Comme tous les Québécois, les Purzédurs placent la qualité des soins médicaux au coeur de leurs inquiétudes (44%). La pauvreté (22%), les restrictions dans les programmes sociaux (12%) et le chômage (6%) les préoccupent également. On les imagine ardents défenseurs de la social-démocratie, plutôt à gauche. Il faut nuancer. Plus de la moitié d'entre eux (52%) seraient d'accord pour faire plus de place au secteur privé dans le domaine de la santé. Chose étonnante, ils approuvent dans une proportion de 55% la mise en place d'un système de bons d'éducation, comme le propose l'ADQ, et 64% sont en faveur d'une réduction de la taille de la fonction publique. Les idées avancées par Mario Dumont ont fait leur chemin, même parmi les esprits que l'on imagine les plus réticents
Dans une forte majorité, les Purzédurs sont favorables à la semaine de quatre jours pour aider à concilier travail et famille (81%, contre 67% dans l'ensemble de la population). Ils estiment, dans une proportion de 78%, qu'il faut favoriser les ententes avec les autochtones. "Cela démontre à quel point les opposants à l'accord avec les Innus étaient minoritaires, même parmi les purs et durs", note Alain Giguère.
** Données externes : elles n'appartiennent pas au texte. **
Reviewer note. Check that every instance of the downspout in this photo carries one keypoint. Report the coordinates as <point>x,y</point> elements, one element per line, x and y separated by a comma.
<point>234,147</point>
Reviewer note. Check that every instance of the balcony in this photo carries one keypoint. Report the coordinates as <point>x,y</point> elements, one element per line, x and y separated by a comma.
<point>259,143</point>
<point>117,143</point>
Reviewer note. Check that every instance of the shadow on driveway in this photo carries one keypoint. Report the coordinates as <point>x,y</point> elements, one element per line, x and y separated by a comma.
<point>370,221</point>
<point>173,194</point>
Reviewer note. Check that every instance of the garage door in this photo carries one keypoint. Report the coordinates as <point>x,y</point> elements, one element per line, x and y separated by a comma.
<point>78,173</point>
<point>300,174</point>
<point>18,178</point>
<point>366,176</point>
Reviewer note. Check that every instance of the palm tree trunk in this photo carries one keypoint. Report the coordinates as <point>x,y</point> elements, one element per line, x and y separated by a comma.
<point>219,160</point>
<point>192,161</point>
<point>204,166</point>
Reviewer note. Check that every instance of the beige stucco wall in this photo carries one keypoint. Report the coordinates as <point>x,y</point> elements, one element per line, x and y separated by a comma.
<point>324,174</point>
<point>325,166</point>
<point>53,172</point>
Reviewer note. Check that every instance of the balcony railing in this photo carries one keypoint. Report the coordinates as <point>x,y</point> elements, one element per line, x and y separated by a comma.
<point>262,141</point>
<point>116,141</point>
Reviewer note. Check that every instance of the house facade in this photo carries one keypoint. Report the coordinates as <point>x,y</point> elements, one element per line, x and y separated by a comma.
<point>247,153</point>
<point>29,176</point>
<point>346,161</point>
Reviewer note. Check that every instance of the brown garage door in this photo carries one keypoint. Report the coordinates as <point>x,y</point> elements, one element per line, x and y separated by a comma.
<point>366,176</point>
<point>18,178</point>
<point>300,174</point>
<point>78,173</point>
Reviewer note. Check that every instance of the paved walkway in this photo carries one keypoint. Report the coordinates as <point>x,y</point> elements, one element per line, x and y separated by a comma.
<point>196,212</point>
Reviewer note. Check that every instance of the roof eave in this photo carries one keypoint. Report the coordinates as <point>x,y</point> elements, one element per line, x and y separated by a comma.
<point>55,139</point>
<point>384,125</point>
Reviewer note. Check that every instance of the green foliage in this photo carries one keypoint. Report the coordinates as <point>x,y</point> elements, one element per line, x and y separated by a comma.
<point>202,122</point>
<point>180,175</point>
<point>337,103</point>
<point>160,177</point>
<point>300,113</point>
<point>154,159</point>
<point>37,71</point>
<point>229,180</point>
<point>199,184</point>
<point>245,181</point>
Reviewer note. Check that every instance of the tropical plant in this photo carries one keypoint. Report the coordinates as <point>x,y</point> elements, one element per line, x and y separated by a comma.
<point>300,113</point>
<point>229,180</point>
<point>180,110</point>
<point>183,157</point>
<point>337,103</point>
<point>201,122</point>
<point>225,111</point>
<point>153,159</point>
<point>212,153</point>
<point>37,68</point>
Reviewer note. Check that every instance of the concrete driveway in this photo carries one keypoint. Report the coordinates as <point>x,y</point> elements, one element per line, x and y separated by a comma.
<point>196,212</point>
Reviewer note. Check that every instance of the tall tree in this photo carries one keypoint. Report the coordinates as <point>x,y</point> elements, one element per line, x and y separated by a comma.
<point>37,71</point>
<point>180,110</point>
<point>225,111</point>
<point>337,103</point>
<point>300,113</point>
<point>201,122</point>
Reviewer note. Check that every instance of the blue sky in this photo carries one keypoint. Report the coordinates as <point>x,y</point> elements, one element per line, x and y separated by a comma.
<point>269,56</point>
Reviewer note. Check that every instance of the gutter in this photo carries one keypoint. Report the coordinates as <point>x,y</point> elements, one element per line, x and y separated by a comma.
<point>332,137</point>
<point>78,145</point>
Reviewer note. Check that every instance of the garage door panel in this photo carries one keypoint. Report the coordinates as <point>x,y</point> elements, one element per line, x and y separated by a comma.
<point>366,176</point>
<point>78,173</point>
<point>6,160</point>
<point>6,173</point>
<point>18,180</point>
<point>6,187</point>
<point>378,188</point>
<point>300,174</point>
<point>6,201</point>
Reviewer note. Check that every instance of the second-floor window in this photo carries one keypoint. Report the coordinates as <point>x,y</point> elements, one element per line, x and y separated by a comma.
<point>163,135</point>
"Je suis tout à fait d'accord pour qu'on décriminalise la marijuana, pas seulement à des fins thérapeutiques", dit Simon Gignac. En cela, il rejoint la majorité de sa famille électorale. La question rallie 64% des Purzédurs. Le sondage révèle par ailleurs que les membres de cette famille ont pour valeurs communes: la très ferme volonté d'affirmer leur identité québécoise, le besoin d'appartenance et de "connexions émotionnelles" avec autrui, l'hédonisme et le désir de vivre avec une certaine intensité. Ils aiment en outre les conversations autour d'une bonne bouteille de vin. Et ne soyez pas surpris s'ils allument un petit joint, l'été prochain, en camping. Au fait, 35% des Purzédurs pratiquent le camping, tandis qu'à peine 22% des fédéralistes tendance Ô-Canada s'y adonnent.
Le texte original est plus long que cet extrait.